Modern technology allows businesses to easily collect, store and use vast amounts of personal data about their customers. In the hospitality industry, hotels can use this powerful data to enhance, streamline and personalise guest experiences. However, with great power comes great responsibility, and hospitality businesses need to ensure that they handle their data responsibly.
Having previously been a partner at Clyde & Co LLP and Locke Lorde LLP, and with a legal career that includes specialisation in data protection, privacy and IT, few are better equipped than Katten Muchin Rosenman UK LLP Partner Alan Meneghetti to offer guidance to hoteliers on how to handle sensitive guest data carefully.
We chatted with Alan to get the expert's opinion on how hoteliers can ensure they are treating their guest data with the care it deserves, and in compliance with current and incoming data protection laws.
Where did you first begin to work with hotels and the hospitality industry?
My first venture into hospitality was working as a room attendant at Sir Rocco Forte’s fledgling group’s first hotel, the Balmoral Hotel, in Edinburgh. I went on from that to be a trainee hotel manager at the Balmoral and then to work as Restaurant Manager at Sir Rocco’s first purpose-built hotel in Cardiff Bay, the St David’s Hotel & Spa (which the group has since sold).
I knew that I loved the hotel business and spent a long time trying to work out how I could combine it with law, which I had read at both the University of Cape Town and the University of Aberdeen.
How do you think hotels will be affected by the new privacy laws coming into effect next year?
Hotels, as with most other businesses, will need to ensure that they are up to speed with the requirements of the General Data Protection Regulation (GDPR), which commences across the EU on 25 May 2018, and ensure that their systems and agreements with their contractors are compliant with the requirements detailed in the GDPR (many of which are either new or extensions of the requirements under the existing European legislation).
Hotels hold an enormous amount of personal data and, quite often, personal data which is of a sensitive nature
It is also worth remembering that the GDPR does not only apply to hotels operating in the EU, but also to those which offer services to customers in the EU (for example, gift cards, mail order and so on).
With the rise of personalisation and hotels asking guests for more data than ever and often on different platforms, do hotels in general put enough emphasis on data security?
No, but then I don’t think most businesses do! Hotels hold an enormous amount of personal data and, quite often, personal data which is of a sensitive nature (for example, information about guests’ medical conditions or meal choices which may indicate a religious preference), not to mention credit card and billing information. As a result of this, the data that hotels hold is particularly valuable and presents a prize target for thieves and fraudsters wishing to exploit vulnerabilities in a hotel’s IT network.
Hotels need to ensure that they know exactly what data they hold, how long they are holding it for, where they are holding it and what security measures they have in place to safeguard that data (as well as whether that security is currently sufficient – something which requires constant evaluation).
Can hotels expect increased pressure to be transparent about how they are protecting guest data?
Not necessarily so, in a general sense, although if there is an incident relating to personal data held by or on behalf of a hotel, the hotel must be in a position to respond to that. It is imperative that hoteliers have a plan in place for handling data incidents that is agreed upon and rehearsed in advance. Hoteliers also need to be prepared to explain to an investigating regulatory authority how its systems are set up and why it believes them to be sufficient to protect the data which the hotel holds.

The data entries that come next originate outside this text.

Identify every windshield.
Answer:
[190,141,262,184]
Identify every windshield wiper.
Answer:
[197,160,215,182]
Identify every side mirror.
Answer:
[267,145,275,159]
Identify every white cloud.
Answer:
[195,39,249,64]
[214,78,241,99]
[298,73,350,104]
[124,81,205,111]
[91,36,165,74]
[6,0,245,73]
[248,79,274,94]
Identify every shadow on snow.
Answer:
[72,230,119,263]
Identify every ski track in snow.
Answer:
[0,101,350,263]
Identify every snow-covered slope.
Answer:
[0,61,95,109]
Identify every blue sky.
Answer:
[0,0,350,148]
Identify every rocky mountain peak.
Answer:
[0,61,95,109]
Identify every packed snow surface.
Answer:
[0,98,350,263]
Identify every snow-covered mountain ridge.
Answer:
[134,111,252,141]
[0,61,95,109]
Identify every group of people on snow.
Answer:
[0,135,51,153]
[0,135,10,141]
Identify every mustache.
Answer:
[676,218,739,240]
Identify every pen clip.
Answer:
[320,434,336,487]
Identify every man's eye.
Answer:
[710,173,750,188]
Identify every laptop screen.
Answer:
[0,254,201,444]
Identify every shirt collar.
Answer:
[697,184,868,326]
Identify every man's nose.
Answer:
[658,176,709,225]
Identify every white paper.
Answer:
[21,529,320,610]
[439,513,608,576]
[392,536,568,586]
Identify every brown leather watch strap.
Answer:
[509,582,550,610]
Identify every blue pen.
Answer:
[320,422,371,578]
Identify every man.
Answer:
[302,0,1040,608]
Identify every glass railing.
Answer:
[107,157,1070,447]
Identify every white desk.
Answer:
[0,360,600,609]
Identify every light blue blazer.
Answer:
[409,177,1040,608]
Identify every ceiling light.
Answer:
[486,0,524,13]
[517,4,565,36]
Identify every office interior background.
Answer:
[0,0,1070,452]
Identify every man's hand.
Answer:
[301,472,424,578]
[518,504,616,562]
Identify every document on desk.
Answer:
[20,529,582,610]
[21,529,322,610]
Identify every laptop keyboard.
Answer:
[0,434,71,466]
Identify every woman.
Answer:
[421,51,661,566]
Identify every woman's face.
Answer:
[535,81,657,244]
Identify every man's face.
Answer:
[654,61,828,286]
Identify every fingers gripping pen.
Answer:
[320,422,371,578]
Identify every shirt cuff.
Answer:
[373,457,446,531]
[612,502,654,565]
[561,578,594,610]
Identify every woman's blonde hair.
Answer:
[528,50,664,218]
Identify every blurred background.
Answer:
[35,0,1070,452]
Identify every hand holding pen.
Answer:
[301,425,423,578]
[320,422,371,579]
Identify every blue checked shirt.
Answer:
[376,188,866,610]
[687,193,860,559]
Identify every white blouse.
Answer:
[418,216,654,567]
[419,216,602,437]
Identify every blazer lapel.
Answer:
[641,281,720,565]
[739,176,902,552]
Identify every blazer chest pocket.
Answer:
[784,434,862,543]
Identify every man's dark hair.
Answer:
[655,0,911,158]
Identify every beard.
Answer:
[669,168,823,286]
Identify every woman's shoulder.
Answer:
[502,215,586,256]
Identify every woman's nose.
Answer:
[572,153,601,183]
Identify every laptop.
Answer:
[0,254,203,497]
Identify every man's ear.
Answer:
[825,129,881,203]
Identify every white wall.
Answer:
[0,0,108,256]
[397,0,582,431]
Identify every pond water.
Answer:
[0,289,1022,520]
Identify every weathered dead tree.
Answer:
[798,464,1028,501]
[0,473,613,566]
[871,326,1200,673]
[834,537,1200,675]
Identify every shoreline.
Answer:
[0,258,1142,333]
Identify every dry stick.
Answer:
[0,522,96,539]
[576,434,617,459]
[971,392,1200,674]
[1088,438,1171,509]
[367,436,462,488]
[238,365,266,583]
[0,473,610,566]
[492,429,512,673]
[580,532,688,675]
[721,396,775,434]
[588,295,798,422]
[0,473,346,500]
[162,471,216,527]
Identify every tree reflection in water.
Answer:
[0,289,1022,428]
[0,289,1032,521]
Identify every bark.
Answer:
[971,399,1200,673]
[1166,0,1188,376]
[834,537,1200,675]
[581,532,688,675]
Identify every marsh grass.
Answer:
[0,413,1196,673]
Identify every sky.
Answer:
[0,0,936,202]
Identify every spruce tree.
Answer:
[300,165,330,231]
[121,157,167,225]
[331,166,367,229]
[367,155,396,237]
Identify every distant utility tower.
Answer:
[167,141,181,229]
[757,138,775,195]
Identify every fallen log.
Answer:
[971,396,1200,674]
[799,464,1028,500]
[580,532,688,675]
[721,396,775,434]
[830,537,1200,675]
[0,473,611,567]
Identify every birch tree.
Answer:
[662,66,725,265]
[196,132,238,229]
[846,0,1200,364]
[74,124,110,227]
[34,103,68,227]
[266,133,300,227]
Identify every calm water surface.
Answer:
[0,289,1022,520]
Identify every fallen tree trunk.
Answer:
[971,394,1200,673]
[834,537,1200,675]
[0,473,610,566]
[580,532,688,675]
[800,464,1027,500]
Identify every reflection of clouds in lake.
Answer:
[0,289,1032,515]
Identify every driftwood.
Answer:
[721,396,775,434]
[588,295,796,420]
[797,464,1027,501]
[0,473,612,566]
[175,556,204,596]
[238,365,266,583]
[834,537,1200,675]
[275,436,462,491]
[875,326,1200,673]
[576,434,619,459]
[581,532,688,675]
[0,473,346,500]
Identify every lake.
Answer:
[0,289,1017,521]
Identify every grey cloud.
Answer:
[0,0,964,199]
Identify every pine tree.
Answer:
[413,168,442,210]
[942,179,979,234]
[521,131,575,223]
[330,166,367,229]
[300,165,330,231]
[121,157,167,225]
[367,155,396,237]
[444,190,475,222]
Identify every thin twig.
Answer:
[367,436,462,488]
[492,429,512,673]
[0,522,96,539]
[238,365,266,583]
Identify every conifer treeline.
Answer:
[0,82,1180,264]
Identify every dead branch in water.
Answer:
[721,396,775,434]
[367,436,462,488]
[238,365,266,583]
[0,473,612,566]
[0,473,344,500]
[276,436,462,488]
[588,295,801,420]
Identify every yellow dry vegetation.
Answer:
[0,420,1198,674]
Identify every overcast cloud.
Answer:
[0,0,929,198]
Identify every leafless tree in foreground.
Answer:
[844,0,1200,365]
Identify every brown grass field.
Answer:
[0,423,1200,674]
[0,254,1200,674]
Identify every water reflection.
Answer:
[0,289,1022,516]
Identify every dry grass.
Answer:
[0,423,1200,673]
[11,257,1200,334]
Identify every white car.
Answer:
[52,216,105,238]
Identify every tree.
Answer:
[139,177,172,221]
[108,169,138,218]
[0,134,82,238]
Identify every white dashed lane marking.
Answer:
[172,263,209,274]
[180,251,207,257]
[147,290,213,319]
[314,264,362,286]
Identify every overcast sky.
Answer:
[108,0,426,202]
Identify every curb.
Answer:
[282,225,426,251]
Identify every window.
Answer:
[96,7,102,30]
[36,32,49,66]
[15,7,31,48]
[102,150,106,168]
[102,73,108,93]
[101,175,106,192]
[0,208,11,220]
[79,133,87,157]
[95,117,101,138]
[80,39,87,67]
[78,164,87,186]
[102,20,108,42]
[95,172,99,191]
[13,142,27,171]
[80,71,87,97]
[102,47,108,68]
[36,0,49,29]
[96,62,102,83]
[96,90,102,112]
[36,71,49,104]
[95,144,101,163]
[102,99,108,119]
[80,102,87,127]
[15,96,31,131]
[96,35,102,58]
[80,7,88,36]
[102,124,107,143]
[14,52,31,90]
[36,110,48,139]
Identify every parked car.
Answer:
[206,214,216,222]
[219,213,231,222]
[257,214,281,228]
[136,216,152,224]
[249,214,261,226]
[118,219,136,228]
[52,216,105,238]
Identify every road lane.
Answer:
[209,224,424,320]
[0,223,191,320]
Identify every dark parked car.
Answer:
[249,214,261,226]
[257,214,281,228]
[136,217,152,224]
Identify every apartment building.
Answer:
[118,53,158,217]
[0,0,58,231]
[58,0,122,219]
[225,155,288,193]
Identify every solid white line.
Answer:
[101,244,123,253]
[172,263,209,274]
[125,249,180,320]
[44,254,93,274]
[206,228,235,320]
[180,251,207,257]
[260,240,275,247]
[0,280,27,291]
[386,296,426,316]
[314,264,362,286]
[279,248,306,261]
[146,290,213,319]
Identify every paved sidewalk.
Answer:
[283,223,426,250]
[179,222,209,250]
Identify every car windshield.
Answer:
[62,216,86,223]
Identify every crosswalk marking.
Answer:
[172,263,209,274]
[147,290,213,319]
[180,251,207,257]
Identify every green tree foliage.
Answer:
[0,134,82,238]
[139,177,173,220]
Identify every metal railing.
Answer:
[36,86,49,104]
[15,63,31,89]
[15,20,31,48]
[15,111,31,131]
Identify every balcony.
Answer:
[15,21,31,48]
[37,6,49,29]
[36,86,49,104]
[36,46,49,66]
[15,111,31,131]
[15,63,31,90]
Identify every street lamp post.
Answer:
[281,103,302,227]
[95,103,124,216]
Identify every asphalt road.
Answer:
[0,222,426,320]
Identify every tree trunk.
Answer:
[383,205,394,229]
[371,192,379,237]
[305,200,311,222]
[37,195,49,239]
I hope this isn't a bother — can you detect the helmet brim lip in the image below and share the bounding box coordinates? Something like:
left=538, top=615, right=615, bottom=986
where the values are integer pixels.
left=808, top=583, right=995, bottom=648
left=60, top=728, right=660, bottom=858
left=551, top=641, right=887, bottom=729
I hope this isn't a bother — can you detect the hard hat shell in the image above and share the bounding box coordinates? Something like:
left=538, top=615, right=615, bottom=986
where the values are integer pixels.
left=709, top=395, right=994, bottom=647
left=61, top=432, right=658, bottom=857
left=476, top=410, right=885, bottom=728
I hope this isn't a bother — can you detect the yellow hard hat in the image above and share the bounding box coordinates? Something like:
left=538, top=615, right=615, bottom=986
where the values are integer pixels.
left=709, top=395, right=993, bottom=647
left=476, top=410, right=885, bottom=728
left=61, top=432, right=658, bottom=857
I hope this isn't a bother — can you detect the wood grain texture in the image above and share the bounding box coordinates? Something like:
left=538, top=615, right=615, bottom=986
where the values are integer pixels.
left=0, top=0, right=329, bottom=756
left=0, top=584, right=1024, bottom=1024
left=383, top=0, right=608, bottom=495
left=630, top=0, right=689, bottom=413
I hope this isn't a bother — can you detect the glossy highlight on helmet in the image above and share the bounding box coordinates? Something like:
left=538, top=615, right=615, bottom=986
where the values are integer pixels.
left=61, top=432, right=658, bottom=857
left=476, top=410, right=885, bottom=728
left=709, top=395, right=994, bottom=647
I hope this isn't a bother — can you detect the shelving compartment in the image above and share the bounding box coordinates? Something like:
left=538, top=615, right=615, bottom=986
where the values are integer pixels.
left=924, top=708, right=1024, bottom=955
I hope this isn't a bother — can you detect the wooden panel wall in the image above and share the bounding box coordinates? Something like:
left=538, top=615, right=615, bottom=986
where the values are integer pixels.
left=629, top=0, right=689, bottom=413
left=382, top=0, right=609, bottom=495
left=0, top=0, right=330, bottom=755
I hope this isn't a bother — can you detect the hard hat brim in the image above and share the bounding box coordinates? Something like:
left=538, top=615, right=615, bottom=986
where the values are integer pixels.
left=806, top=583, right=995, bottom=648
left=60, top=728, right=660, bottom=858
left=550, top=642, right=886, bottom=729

It is imperative that hoteliers have a plan in place for handling data incidents that is agreed upon and rehearsed in advance.
What is the first question a hotelier should ask when assessing whether their security measures are good enough?
How strong, and where, is the weakest part of my network? This is where the vulnerability lies.
Is there a chance that hotel staff could unwittingly be breaching privacy laws or regulations, particularly in smaller hotels?
I think that there is every chance that this is the case. For example, does the hotel use a cloud service provider to back up its personal data and, if so, where does that cloud service provider physically store the data? If it is outside the European Economic Area (EEA), is the hotel able to point to a lawful ground (such as guest consent) to permit the export of this personal data outside the EEA?
Hotels need to ensure that they know exactly what data they hold, how long they are holding it for, where they are holding it and what security measures they have in place to safeguard that data
What advice would you give to independent hoteliers to ensure they comply with the new privacy laws?
Spend a little bit of time getting to know your obligations under the GDPR and your network infrastructure. You can then work out if you need to update your customer and supplier agreements and your IT network, and create a plan to detail the areas that need addressing in order of priority.
What’s the best hotel you’ve ever stayed at?
May I have two please? I love the Balmoral in Edinburgh because it is just so beautiful and perfectly decorated and I have watched it evolve since I first went there in 1996. Hadrian’s and Number One are also two of my favourite restaurants – amazing food, great service, and both in settings which perfectly complement the food they serve. And then the Imperial in New Delhi, which has the most amazing food and service, and is a haven of calm and tranquillity in the middle of a thriving, bustling and generally very busy city.